People You Should Know: Frank Farley

Dr. Frank Farley’s work could be considered “risky.” As a professor in the College of Education, Farley teaches graduate students the ins and outs of educational psychology while conducting his own extensive research on risk-taking

Dr. Frank Farley’s work could be considered “risky.” As a professor in the College of Education, Farley teaches graduate students the ins and outs of educational psychology while conducting his own extensive research on risk-taking behaviors. He even coined his own term, now recognized by the general field of psychology, called the Type-T personality.

As a former president of the American Psychology Association, Farley is a sought-after expert in the field. Within the last year, he appeared on more than 100 media outlets, including everything from the Bucks County Intelligencer to the “Today Show.” The Canadian native talked to The Temple News about his all-time favorite risk-taker and how he came to study the workings of the mind in the first place.

The Temple News: How did you end up in psychology?

Frank Farley: It took me quite a while to get there. I grew up in Canada. Nobody in my family had gone to university, but I decided I would. I didn’t know what I wanted to do, so I started off in a combined philosophy and economics major. I was interested in philosophy because I liked the questions, and I left because of the answers. I felt that philosophy raises great questions, but the answers are endless, interminable and don’t seem to move us forward much.

TTN: What did you do after that?

FF: I dropped out and bummed around the Canadian Northwest Territories. I worked for Imperial Oil, a Canadian oil company. Then I worked on the railroad for a while. I worked for the government liquor store, did all sorts of stuff. Then I thought maybe I should leave town, go to another place – a change might be good. So I moved about 300 miles from where I was born to enroll at the University of Saskatchewan in Saskatoon. Say that quickly 10 times.

I was walking down the hall in the arts and sciences building, and I passed a lab. There was a professor in there, and I asked him “What is all this?” He explained that it was an experimental psychology lab. The more we talked the more I began to think, “Hmm, psychology – experimental that is – maybe that’s a way to marry the great philosophical ideas with hard science.” I was quite interested, so I got my bachelor’s in psychology.

TTN: What sorts of things do you research?

FF: There’s a lot I’m interested in, but one big thing is physical extreme behavior – extreme sporting, climbing Mount Everest, automobile racing, skydiving.

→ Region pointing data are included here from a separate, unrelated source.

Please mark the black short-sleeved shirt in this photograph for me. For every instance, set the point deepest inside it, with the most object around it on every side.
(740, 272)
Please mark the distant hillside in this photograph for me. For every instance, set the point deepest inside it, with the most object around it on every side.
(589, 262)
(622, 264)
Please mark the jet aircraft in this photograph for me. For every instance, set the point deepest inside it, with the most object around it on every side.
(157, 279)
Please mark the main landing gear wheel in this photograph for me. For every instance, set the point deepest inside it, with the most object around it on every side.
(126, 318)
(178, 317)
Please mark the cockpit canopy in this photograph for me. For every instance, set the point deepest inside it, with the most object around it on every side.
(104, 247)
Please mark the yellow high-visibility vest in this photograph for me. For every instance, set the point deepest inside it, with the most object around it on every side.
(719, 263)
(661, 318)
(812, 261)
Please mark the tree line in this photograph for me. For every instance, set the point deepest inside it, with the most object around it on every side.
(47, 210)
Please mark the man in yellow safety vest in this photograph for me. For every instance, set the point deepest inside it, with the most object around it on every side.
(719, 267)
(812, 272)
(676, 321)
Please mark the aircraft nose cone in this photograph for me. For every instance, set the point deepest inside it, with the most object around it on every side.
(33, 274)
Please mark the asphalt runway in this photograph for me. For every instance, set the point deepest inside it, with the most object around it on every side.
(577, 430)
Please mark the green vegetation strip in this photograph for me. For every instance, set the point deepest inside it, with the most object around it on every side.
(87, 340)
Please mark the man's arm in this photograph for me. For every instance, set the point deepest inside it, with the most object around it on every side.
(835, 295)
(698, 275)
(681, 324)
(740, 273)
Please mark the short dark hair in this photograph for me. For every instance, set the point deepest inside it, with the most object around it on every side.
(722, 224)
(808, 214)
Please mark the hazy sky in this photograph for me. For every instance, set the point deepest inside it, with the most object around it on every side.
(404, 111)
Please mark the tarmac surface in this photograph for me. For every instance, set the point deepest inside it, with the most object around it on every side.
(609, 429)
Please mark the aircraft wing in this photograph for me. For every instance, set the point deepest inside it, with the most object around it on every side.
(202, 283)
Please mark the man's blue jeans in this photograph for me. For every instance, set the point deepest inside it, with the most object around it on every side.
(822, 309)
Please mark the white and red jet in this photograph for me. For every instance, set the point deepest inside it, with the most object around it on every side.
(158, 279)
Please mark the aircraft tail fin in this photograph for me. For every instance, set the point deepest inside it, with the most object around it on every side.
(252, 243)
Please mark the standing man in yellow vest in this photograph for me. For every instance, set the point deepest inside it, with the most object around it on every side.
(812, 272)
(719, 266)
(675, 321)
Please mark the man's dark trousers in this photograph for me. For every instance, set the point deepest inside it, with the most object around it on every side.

TTN: Where do you conduct your studies?

FF: I don’t favor doing research in a lab setting as much as going out where the people are. I worry that my field has overemphasized lab studies. We’ve got a big world out there right? Six-and-a-half billion people, and a lot of psychological research is done in a university setting. I think that’s raising some serious questions for our ultimate understanding of human nature. We need to be out there, where the pain is, where people live and are doing things in real time.

TTN: What is a Type-T personality?

FF: When I want to study risk-takers I try to get to know them. One of my favorites was Rocky Aoki – one of the greatest risk-takers of all time. A physical risk-taker, he was in the Guinness World Records for many years. As one of the world’s leading hot-air balloon racers, he flew a balloon over the Pacific Ocean from Japan to California and almost died doing it. He was an offshore powerboat racer. He emigrated from Japan at the age of 20 with nearly no money and started Benihana’s, risked everything on this idea. Type-T personality is exactly what Rocky was – thrill-seeker, risk-taker and positive thrill seeker.

TTN: You and Rocky became good friends. Can you share any interesting experiences you had with him?

FF: I was having lunch with Rocky one day, and I asked him what adventure he was going on next, and he said he was racing in China’s first-ever balloon race. I asked him if I could come with, [and] he asked if I’d ever raced a balloon before. I had never been near one, but I trained for about two weeks and then went to Shanghai. We got on a train, our five-person crew, and went into the interior of China. We flew for many days in that race. It was fabulous. I wouldn’t trade it for anything.